PORTO CESAREO/ GALLIPOLI (Lecce) – Spaccio di droga nei locali ed il Questore di Lecce Andrea Valentino sospende l’attività di un ristorante e di un circolo privato.

I provvedimenti, eseguiti dal personale della divisione di polizia amministrativa e sociale e dai poliziotti del commissariato di Gallipoli,
hanno interessato il ristorante – bar “ Le Darsene” di Porto Cesareo, chiuso per dieci giorni, ed il circolo privato “Rosa” di Gallipoli, chiuso per quindici giorni.

Nel primo caso, il provvedimento cautelare è stato emesso sulla scorta degli arresti effettuati lo scorso 21 agosto dal personale della Squadra Mobile e del Servizio Centrale Operativo. Nel corso dell’operazione, gli agenti hanno accertato la cessione di cocaina in due occasioni all’interno del ristorante.

Non solo. Oltre allo spaccio avvenuto all’interno del locale, è stata contestata al titolare lo svolgimento senza la necessaria licenza di almeno due serate da ballo, con musica selezionata da DJ e numerosi avventori intenti a ballare su una pista ricavata all’esterno della struttura del ristorante. Tali circostanze, puntualmente contestate al titolare dell’esercizio pubblico con il provvedimento oggi notificato, hanno certamente messo in pericolo la salute e la sicurezza degli avventori del locale, per la maggior parte appartenenti ad una fascia di età giovanile.

Il circolo privato “Rosa” di Gallipoli è stato invece oggetto di provvedimento di sospensione dell’attività di somministrazione di alimenti e bevande e di esercizio del gioco tramite apparecchi “ new slot”, in quanto, attraverso verifiche effettuate dai poliziotti del locale Commissariato di Pubblica Sicurezza, è stata accertata la sua frequentazione da parte di soggetti gravati da precedenti penali e giudiziari per vari reati, che tra l’altro non avevano titolo per accedervi, non essendone soci.

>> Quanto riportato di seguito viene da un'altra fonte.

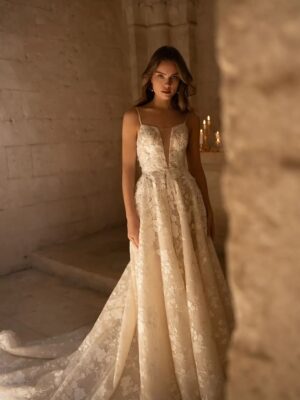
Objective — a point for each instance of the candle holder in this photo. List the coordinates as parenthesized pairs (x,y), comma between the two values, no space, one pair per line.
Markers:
(209,141)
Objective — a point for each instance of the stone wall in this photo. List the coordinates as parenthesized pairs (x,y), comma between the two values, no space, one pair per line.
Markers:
(62,95)
(259,54)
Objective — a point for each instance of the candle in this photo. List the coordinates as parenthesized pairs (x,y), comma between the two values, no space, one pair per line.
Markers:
(218,138)
(201,138)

Inoltre è stato verificato come anche numerosi soci del circolo siano gravati da precedenti penali e come alcuni siano anche assuntori di sostanze stupefacenti. Uno di essi, il 29 giugno scorso, fu arrestato in flagranza dagli stessi agenti del Commissariato in quanto, a seguito di una perquisizione effettuata all’interno dello stesso circolo, fu trovato in possesso di sostanza stupefacente destinata allo spaccio.

La complessità e la gravità degli elementi raccolti in entrambi i casi hanno determinato il Questore ad emettere il provvedimento disciplinato dall’art. 100 T.U.L.P.S., che tende a privare i soggetti pericolosi per l’ordine e la sicurezza pubblica di un luogo di aggregazione e a tutelare le prioritarie esigenze di sicurezza e di tutela della incolumità delle persone, nonché dell’ordine pubblico in generale.